恋の高揚、失恋の痛み、ままならない生活、失っていく若さへの焦燥。雑踏の中で埋もれがちな誰か(もしくは自分自身)の物語を掬い上げて光を当てている。でもだからこそはじめは少し戸惑いもあった。自分にも重なる話がこんなに壮大でドラマティックなものになっていいのかと。ありふれた悩みの一つだと思ってきたからだ。

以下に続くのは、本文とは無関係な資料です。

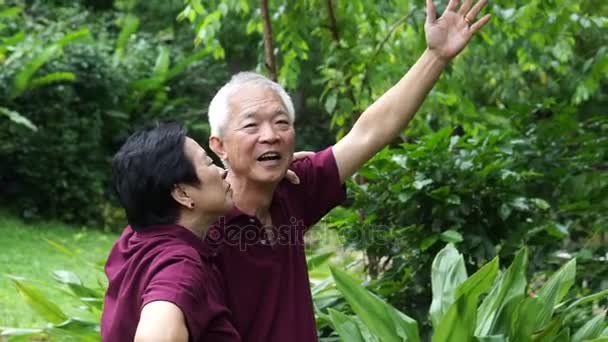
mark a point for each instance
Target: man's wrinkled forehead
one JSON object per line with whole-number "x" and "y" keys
{"x": 249, "y": 99}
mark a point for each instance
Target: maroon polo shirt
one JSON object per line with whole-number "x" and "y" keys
{"x": 267, "y": 284}
{"x": 164, "y": 263}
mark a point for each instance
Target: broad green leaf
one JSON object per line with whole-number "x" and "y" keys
{"x": 73, "y": 37}
{"x": 161, "y": 67}
{"x": 18, "y": 118}
{"x": 129, "y": 25}
{"x": 59, "y": 247}
{"x": 406, "y": 327}
{"x": 70, "y": 279}
{"x": 458, "y": 323}
{"x": 377, "y": 315}
{"x": 4, "y": 331}
{"x": 554, "y": 290}
{"x": 318, "y": 260}
{"x": 493, "y": 338}
{"x": 331, "y": 101}
{"x": 23, "y": 77}
{"x": 531, "y": 314}
{"x": 10, "y": 12}
{"x": 38, "y": 302}
{"x": 451, "y": 236}
{"x": 509, "y": 288}
{"x": 563, "y": 336}
{"x": 588, "y": 299}
{"x": 447, "y": 273}
{"x": 345, "y": 326}
{"x": 59, "y": 76}
{"x": 561, "y": 281}
{"x": 591, "y": 329}
{"x": 78, "y": 329}
{"x": 480, "y": 281}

けれども演奏に圧倒された後で、次第にヒグチの言葉を追っていることに気づく。彼女の指先から生み出される音にはそれだけ、言葉に耳を傾けさせるとてつもない力強さがあるのだろう。街に落ちている無数の物語の一つひとつがどれだけ美しく、決して無視してはならないものだと言われているようであり、ちゃんと聞かなくてはという気持ちにさせられるのだ。そうしてその言葉をじっくりと聞いているうちに、自身の内側とも向き合わざるを得なくなる。彼女の弾き語りではそんな体験ができるのだということを、筆者はここで初めて知った。

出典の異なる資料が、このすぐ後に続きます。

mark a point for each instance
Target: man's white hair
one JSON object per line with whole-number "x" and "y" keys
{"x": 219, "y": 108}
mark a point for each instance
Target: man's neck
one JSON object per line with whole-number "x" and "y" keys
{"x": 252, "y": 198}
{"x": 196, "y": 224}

終盤には「花束」が披露された。やわらかく明るい音色で会場を包み、優しい歌声で慎重に問いかける。〈わたしは愛されていましたか/あなたを愛せていましたか〉。そして、最後にはこうも歌うのだ。
〈ああ、さよなら 人生は美しい/満ちているの 欠けたままで/贈る花束 もう一度飾って〉
悲喜こもごものあらゆる情景をともにしたあとでこの曲を聴くと、人生をまるごと祝福されているように響く。淡くキラキラとした何かに心が満たされる感覚。恍惚としてしまった。本公演は約90分とコンパクトだったが、そう思えないほどに充実したひとときだった。
アンコールで演奏されたのは新曲。母とのエピソードのあとで演奏されたその曲には、他者とわかりあうことの難しさ、それでもわかりたいという気持ち、その狭間で揺れながら少しずつわかりあっていく過程が丁寧に綴られている。『私宝主義』で自身を見つめたヒグチの、新たな扉が開いたような曲だった。